The Vancouver Province

“Toronto’s new wave band, the Dishes represent our fair city in Winnipeg tonight at the opening of the Winnipeg Art Gallery. They will be part of the 1984 Miss General Idea Rehearsal Pageant. There will be no pageant, you understand, only the rehearsal. Murray Ball, the Dishes’ lead singer, will sing a song called Hot Property from a ladder, where he will be in hip boots and fireman’s hat and cape. During the song, he will reveal his street clothes, a pink sleeveless top that buckles under the armpits, orange pants with buckles from knee to knee, and an assortment of chains which hold his mid-section together. A great deal of money is being spent for the special effects: they plan to burn the entire set for the show to ashes.
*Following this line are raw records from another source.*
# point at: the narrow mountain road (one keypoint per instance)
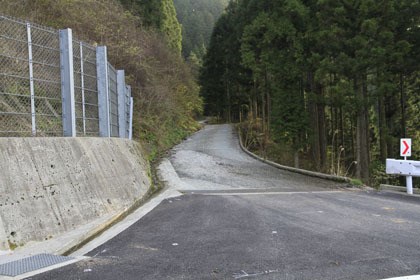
(241, 219)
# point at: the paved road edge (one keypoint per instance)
(293, 169)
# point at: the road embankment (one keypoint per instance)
(50, 186)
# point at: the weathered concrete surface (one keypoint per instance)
(49, 186)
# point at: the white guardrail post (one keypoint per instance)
(67, 83)
(407, 168)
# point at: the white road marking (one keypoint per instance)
(260, 193)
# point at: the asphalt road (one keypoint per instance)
(242, 219)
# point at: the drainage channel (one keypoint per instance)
(33, 263)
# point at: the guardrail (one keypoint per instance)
(54, 85)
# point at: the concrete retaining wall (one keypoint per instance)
(49, 186)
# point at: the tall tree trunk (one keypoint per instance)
(403, 108)
(313, 113)
(362, 132)
(383, 132)
(321, 127)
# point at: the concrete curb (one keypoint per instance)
(293, 169)
(400, 189)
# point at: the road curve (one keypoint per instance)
(212, 160)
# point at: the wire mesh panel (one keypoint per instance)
(113, 101)
(127, 110)
(15, 96)
(47, 81)
(85, 88)
(33, 84)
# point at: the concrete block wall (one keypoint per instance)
(49, 186)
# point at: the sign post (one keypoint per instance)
(407, 168)
(405, 151)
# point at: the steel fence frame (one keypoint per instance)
(52, 85)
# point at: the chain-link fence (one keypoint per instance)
(35, 90)
(113, 100)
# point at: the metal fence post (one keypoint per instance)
(130, 131)
(121, 103)
(103, 91)
(67, 83)
(31, 79)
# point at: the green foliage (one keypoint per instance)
(337, 81)
(197, 18)
(160, 15)
(166, 96)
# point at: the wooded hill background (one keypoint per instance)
(328, 85)
(143, 38)
(322, 84)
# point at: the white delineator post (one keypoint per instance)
(405, 151)
(407, 168)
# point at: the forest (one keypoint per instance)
(325, 85)
(197, 18)
(143, 38)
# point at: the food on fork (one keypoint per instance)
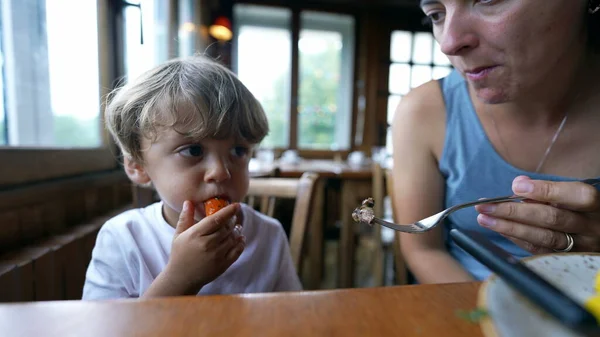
(212, 205)
(364, 213)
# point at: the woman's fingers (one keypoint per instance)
(535, 236)
(538, 215)
(573, 195)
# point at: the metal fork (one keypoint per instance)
(429, 223)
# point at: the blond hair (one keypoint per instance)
(196, 96)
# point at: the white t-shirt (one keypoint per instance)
(134, 247)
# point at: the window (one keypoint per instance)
(146, 35)
(415, 59)
(318, 115)
(326, 48)
(50, 77)
(263, 64)
(54, 70)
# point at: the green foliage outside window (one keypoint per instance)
(73, 132)
(319, 85)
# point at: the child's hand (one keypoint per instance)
(201, 251)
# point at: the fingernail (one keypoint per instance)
(485, 220)
(186, 207)
(488, 208)
(523, 186)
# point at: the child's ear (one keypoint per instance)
(135, 171)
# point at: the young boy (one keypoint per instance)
(188, 127)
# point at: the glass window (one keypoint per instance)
(262, 60)
(50, 78)
(326, 49)
(263, 64)
(143, 51)
(416, 58)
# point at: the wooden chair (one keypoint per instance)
(382, 188)
(307, 209)
(400, 264)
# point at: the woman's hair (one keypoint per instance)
(195, 96)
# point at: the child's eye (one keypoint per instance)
(192, 151)
(436, 17)
(240, 151)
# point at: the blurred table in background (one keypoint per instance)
(423, 310)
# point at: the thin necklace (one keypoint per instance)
(548, 149)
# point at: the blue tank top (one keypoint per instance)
(473, 169)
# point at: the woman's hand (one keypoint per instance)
(540, 226)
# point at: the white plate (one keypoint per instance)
(511, 314)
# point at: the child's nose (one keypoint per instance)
(217, 172)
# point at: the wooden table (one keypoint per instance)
(424, 310)
(355, 186)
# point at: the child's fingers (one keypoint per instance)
(214, 222)
(235, 252)
(186, 218)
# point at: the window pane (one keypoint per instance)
(393, 101)
(141, 57)
(325, 92)
(268, 75)
(439, 72)
(399, 81)
(50, 73)
(423, 51)
(401, 46)
(420, 75)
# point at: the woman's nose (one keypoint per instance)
(458, 35)
(217, 171)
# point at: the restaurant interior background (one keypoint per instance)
(329, 74)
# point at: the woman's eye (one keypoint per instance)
(436, 17)
(192, 151)
(240, 151)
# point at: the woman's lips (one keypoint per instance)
(480, 73)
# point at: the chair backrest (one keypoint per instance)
(401, 267)
(268, 190)
(143, 195)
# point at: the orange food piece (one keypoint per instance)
(211, 206)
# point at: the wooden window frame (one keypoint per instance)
(27, 165)
(295, 26)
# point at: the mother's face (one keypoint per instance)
(507, 48)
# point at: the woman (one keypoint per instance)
(519, 114)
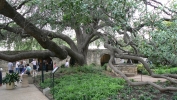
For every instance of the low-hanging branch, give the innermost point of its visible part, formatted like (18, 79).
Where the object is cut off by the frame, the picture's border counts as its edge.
(116, 54)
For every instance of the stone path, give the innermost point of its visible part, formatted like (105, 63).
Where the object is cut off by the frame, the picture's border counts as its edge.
(146, 78)
(19, 93)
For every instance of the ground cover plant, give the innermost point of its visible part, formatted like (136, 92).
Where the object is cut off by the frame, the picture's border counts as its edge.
(94, 83)
(82, 83)
(158, 69)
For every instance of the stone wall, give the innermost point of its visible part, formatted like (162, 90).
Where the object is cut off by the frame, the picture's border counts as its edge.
(127, 69)
(93, 57)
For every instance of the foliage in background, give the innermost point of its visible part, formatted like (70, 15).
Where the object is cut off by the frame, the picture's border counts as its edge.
(83, 83)
(161, 45)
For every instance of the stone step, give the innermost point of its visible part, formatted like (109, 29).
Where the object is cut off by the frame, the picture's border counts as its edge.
(130, 74)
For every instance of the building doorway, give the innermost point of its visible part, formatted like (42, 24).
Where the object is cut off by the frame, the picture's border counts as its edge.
(104, 59)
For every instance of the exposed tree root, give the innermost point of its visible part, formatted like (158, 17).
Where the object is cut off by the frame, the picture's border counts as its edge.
(116, 53)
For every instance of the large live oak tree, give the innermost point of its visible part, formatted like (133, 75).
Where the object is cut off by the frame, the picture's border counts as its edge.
(90, 20)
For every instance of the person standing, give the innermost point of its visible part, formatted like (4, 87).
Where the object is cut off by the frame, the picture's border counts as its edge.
(0, 76)
(21, 66)
(34, 62)
(16, 66)
(28, 69)
(67, 63)
(54, 65)
(10, 67)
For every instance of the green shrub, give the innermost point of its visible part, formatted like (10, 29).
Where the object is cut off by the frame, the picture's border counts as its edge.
(140, 68)
(85, 86)
(163, 70)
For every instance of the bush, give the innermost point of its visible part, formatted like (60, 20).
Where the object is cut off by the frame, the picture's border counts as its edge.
(90, 85)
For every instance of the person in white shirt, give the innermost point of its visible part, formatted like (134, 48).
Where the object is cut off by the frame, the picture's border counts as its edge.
(16, 67)
(34, 62)
(67, 63)
(28, 69)
(10, 67)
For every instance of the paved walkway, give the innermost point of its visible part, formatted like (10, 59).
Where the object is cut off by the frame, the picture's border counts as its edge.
(146, 78)
(19, 93)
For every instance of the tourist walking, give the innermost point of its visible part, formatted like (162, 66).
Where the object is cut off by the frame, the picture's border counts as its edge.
(21, 67)
(0, 76)
(67, 63)
(28, 69)
(10, 67)
(34, 62)
(16, 67)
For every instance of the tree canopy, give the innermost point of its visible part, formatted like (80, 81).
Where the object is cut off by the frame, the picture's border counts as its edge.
(148, 28)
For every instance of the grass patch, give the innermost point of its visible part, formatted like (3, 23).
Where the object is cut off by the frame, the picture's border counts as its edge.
(84, 83)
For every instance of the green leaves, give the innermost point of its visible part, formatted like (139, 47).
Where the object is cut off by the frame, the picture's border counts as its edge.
(89, 85)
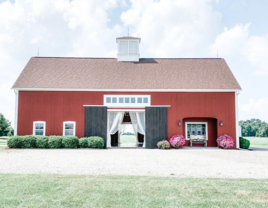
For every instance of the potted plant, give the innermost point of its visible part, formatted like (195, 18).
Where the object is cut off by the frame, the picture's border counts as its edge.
(163, 144)
(177, 141)
(225, 141)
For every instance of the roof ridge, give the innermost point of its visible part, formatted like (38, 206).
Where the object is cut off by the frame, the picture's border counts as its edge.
(110, 57)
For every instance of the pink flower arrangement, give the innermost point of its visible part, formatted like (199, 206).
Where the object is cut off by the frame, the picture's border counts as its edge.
(177, 140)
(225, 141)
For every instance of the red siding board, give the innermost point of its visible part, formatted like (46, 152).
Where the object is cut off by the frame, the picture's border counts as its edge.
(55, 107)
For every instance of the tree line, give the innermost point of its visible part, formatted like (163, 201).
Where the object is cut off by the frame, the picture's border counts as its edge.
(254, 127)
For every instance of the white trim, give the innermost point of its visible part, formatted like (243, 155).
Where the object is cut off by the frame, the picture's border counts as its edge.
(124, 110)
(129, 104)
(72, 122)
(16, 112)
(237, 121)
(44, 129)
(126, 106)
(129, 90)
(206, 123)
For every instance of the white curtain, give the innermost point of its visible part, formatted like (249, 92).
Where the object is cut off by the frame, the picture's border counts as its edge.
(138, 121)
(114, 121)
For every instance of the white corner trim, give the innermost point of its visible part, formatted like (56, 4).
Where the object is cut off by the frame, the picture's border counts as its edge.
(16, 112)
(237, 121)
(72, 122)
(44, 130)
(128, 90)
(196, 123)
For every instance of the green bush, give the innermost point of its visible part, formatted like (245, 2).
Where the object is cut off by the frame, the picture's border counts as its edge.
(95, 142)
(14, 142)
(244, 143)
(83, 142)
(70, 142)
(42, 142)
(28, 141)
(55, 142)
(163, 144)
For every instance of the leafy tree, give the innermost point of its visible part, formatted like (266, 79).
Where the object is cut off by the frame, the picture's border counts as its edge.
(5, 126)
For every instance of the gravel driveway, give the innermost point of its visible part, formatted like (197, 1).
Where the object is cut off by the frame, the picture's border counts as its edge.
(196, 162)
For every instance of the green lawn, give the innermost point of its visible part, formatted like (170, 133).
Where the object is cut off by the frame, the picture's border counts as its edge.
(127, 139)
(22, 190)
(258, 141)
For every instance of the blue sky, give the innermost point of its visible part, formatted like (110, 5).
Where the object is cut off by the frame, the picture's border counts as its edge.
(168, 28)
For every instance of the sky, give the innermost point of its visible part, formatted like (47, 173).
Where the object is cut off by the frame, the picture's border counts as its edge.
(238, 30)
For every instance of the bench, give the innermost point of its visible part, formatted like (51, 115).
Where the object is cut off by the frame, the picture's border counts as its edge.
(198, 139)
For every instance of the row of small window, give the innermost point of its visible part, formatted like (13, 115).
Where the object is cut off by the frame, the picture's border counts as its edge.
(127, 100)
(39, 128)
(196, 129)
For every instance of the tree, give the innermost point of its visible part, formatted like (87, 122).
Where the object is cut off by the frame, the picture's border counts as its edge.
(5, 125)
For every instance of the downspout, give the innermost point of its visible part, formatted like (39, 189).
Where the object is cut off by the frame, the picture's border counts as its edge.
(16, 112)
(237, 120)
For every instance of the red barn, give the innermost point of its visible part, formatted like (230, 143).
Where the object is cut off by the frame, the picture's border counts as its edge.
(160, 96)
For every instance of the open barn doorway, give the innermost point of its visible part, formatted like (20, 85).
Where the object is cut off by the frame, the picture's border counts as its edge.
(126, 129)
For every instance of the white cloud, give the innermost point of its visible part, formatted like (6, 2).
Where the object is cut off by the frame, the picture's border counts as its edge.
(171, 28)
(254, 108)
(256, 51)
(57, 28)
(236, 42)
(231, 41)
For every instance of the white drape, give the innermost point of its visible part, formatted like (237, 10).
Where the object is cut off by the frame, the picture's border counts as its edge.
(114, 120)
(138, 121)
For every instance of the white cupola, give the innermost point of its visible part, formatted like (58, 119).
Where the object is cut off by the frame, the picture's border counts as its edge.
(128, 49)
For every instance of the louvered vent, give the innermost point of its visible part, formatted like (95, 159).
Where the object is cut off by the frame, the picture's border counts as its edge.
(123, 47)
(133, 47)
(128, 49)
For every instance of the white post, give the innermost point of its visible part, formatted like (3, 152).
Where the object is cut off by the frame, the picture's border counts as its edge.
(16, 112)
(237, 120)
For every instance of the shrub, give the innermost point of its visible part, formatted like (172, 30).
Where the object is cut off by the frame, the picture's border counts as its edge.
(70, 142)
(14, 142)
(83, 142)
(42, 142)
(55, 142)
(225, 141)
(95, 142)
(177, 140)
(244, 143)
(163, 144)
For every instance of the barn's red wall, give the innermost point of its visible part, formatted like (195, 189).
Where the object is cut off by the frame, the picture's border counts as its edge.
(56, 107)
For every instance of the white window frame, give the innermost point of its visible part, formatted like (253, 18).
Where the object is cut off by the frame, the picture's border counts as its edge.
(44, 130)
(72, 122)
(136, 104)
(206, 123)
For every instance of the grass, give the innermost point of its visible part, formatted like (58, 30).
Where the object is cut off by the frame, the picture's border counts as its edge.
(127, 139)
(258, 141)
(22, 190)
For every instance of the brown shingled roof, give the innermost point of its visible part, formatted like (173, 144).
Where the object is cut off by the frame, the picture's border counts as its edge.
(108, 73)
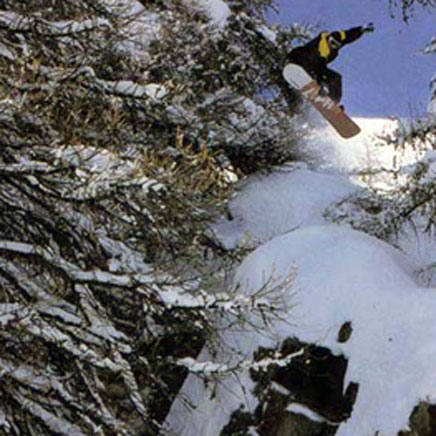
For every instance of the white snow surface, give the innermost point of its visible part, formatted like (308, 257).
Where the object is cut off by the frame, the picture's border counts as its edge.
(217, 10)
(338, 275)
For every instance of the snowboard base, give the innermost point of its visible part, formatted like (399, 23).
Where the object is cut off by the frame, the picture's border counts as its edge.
(299, 79)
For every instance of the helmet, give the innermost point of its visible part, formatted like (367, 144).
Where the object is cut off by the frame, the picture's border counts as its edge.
(335, 40)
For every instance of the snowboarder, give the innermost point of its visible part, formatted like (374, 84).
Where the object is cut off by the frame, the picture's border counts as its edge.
(319, 52)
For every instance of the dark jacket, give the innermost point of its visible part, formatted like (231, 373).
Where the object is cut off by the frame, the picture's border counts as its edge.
(317, 53)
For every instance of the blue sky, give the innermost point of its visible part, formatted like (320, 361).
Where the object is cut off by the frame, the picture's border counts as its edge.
(384, 73)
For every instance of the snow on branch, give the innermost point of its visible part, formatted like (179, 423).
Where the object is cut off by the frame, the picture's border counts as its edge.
(18, 23)
(219, 369)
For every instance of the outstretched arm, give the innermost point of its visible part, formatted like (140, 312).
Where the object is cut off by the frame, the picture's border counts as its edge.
(356, 32)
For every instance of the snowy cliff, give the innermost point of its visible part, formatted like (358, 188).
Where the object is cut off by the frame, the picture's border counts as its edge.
(326, 276)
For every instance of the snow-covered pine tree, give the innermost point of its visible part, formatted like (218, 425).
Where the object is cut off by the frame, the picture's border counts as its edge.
(112, 116)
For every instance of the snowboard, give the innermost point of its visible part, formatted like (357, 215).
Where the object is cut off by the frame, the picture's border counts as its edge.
(299, 79)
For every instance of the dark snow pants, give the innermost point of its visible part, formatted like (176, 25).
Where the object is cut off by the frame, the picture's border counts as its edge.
(332, 80)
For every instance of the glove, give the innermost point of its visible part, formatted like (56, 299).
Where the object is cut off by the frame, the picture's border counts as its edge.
(369, 28)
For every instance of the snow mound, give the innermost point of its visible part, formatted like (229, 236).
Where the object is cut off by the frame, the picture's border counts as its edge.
(273, 204)
(342, 275)
(355, 278)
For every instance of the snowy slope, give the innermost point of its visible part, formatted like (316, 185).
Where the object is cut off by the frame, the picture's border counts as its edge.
(341, 275)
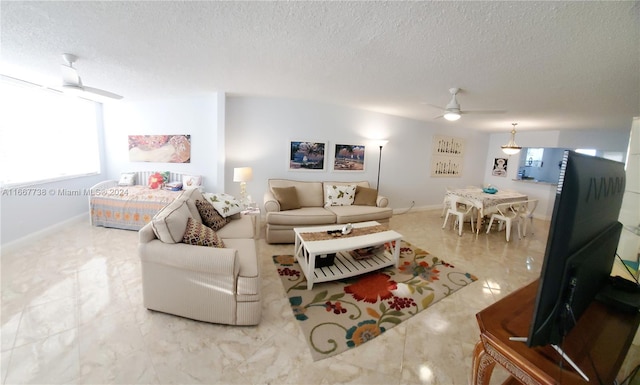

Winnipeg will never be the same again.”

Gary Dunford, the Toronto Sun

“The Dishes’ Kitschenette concert at OCA saw the stage hung with laundry and strewn with mannequins posed and costumed as exhausted housewives ironing. They were introduced by a drum majorette who dropped her baton. The songs, too, are normal in the extreme. At least, the song titles are. Murray Ball has a remarkable voice — closer in timbre to a saxophone than a human of any gender — and a great stage presence, like a David Bowie doll that’s been wound-up too tight.”